Women’s empowerment is the loosening of humanity’s bondage. When she breaks her chains, he becomes freer too. Both were tied to the same delusion: that power and tenderness must belong to different beings.
When women enter classrooms, offices, and fields freely, the culture itself expands. When the culture breathes, the nation breathes. When the nation breathes, the Earth faces less violence.
Encouraging Courage, Not Compliance
To loft the ball for a six is courage made visible. Girls must be taught early: take risks, fall and rise, lose without collapsing. Failure is rehearsal for strength.
A boy who errs is told to try again; a girl who succeeds is told to be careful. This must change. Daughters must walk through doubt. Their heads have been bent for generations; time to look straight.
But courage without clarity becomes another mask of fear. To rebel without awakening is to repeat the oppressor’s mind in a different costume. The goal is not to prove women stronger than men, but to make gender irrelevant.

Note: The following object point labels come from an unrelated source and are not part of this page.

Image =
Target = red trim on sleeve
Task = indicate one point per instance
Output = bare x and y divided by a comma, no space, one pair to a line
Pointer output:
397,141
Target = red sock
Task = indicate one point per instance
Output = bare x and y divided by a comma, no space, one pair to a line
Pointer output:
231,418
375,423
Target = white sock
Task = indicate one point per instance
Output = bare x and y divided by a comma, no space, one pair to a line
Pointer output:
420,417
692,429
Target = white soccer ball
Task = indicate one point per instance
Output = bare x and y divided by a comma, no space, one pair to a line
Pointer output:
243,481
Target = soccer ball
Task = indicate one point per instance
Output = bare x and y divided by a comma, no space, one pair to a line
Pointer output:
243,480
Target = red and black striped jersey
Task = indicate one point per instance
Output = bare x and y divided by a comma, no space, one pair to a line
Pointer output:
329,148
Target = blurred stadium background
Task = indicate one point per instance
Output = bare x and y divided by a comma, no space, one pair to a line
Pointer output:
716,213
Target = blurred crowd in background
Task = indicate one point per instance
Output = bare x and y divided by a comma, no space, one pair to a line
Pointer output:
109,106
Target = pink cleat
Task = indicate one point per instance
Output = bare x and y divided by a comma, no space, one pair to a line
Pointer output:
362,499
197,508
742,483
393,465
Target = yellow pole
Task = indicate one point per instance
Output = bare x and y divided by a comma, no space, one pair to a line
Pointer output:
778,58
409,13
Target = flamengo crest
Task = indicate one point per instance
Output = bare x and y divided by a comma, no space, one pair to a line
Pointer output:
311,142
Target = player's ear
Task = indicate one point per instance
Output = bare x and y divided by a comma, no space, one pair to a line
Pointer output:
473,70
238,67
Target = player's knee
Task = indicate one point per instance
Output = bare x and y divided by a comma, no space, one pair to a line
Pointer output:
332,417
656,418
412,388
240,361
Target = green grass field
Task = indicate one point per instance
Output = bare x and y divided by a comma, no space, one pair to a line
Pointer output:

When strength loses balance, feminism becomes a reaction instead of a revolution. Real empowerment is steady, not noisy. It’s the grace to persist without hatred, to rise after defeat without bitterness. True victory begins when the self ceases to measure itself against another.
The Triumph Over Limitation
This win reveals what becomes possible when women stop being ornaments and start being participants. For centuries, India celebrated women as symbols of purity, patience, and sacrifice, but seldom as doers. This reverses that. A woman is not sacred because she endures, but because she acts, strives, transforms.
The true victory is never over another team. It’s over boundaries drawn by customs and fear. Yet the work is not done. How many girls still cannot play, travel, or study freely? How many remain voiceless? And most haunting: how many are denied even the chance to be born?
Every step in sport must become a step in life. Every cheer must be accompanied by a commitment to create more champions. Not just in cricket, but in classrooms, boardrooms, laboratories, and legislatures.
To the Champions
To the Indian women’s cricket team: your composure under pressure, quiet discipline, refusal to be reduced to symbols: all this transcends sport. You showed us that strength need not shout. That grace and grit aren’t opposites. You challenged a millennium of conditioning. Every ball you faced carried the weight of history, saying you don’t belong here. You’ve lifted not just a cup, but countless heads that had been trained to bow.
An Augury, Not an Endpoint
History will remember this day not merely for the trophy, but for what it stands as an omen of. This is a portent, a beginning, a crack in the old order through which light has begun to pour.
May this be the dawn of many more victories in every field denied to women. May this spark transformation where reverence comes not through tradition but through transcendence. The cup will one day lose its shine. But the mirror this victory has held up: showing both progress and failures, cheers and silences. This mirror must never be put away.
The real test is not how loudly we celebrate today, but how seriously we act tomorrow. Not how many times we replay the winning moment, but how many girls we ensure will never have to fight as hard for the right to play.
The triumph is real. The celebration was worth it. But the work has only begun. That work will be complete only when no girl has to be extraordinary just to be treated as an equal. When playing is a right, not a privilege. When freedom is a birthright, not a trophy to be won.
Until then, let every boundary they scored remind us of the boundaries we must break. Let every six they hit remind us of the ceilings we must shatter. And let this cup they lifted remind us of the millions of heads that must be lifted still.
Acharya Prashant is a teacher, founder of PrashantAdvait Foundation, and author on wisdom literature.